Back to a full week at work but some small wild highlights to warm the soul along the way.
Enjoying the walks home.





Bucolic beauty on the doorstep. I am lucky. But there is one unwelcome visitor on the verge …. Grrrrr….

Never fear I skirted the obstacle – bit too close to the road for my liking – and carried along my (slightly less) merry way.
Yesterday saw me back in the wonderful city of Leeds. The bus and train journeys to and fro are a delight in themselves and I spotted what looked like lapwings and a fallow deer doe with her fawn as we chugged along the Bentham Line across the Yorkshire Dales. It is a super train ride.
My Leeds visit started with a family lunch with No 1 son and daughter-in-law and Munchkin. We re-visited Bundobust a veggie/vegan restaurant that specialises in Yorkshire-Asian food and also creates it’s own speciality beers. We were not disappointed in our recollections of how great the food was, it was delicious. Munchkin – who is almost two and a half – joined us in sampling everything and loved it all. We were hungry when we arrived and tucked in so quickly that I didn’t even stop to take a photo, here’s a pic of our earlier visit to give you a flavour.
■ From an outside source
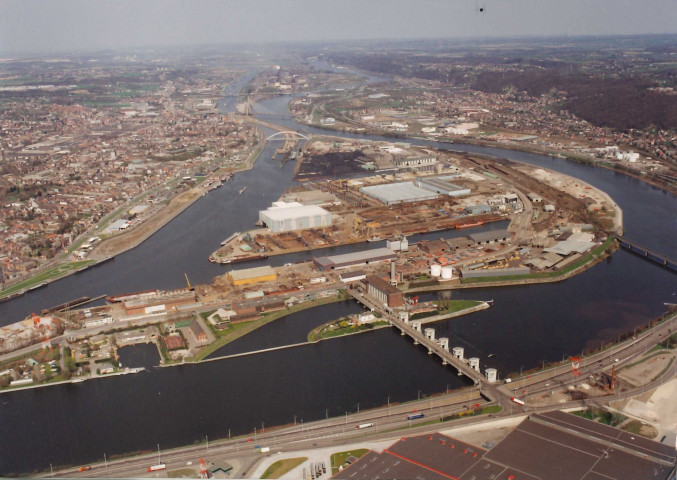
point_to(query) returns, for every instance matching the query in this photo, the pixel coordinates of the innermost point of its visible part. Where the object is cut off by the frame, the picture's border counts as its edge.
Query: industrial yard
(557, 225)
(419, 191)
After such a wonderful lunch we needed to walk it off. We trotted over to nearby Leeds City Museum to look for wild things. Thanks to the Victorian collectors there was of course a rather sad reminder of how our recent ancestors killed off many wonderful animals to feed their collections. Leeds has taken these poor ‘phantom’ creatures to illustrate how we are now damaging habitats and seeing the loss and decimation of countless more.
It reminded me of the poignant, heart wrenching poem Pastor Martin Niemoller wrote a generation ago in response to the Holocaust of World War II:
First they came for the Socialists, and I did not speak out—
Because I was not a Socialist.
Then they came for the Trade Unionists, and I did not speak out—
Because I was not a Trade Unionist.
Then they came for the Jews, and I did not speak out—
Because I was not a Jew.
Then they came for me—and there was no one left to speak for me.
If we watch the destruction of the natural world and do not act how long will it be until nature and the wild world no longer cares for us? Gone a bit heavy there. Think it’s my concern not for my world (I am long in the tooth) but that of our children and their children. Ok, ok here’s what we saw.






So much to contemplate on the journey home. Lucky I had a super book to escape with.

Set in a world almost parallel to Cumbria our anxious heroine Ivy must leave the sanctuary of her home to find her brother Callum in the strange world of Underfell. A real page turner – aimed at I am guessing 8 to 13 year olds – that finds this 64 year old avidly reading on to find out if Ivy succeeds.
Back to my staging post, Carnforth, there was one last Platinum Jubilee mini-celebration I wanted to share. I love the lengths the indie shopkeepers of Carnforth go to to jolly up their high street. There is one shop I always find particularly pleasing, Moore’n’Wife. They certainly excelled themselves for the Queen’s Jubilee. I couldn’t help but smile at their window display, I hope you can’t either.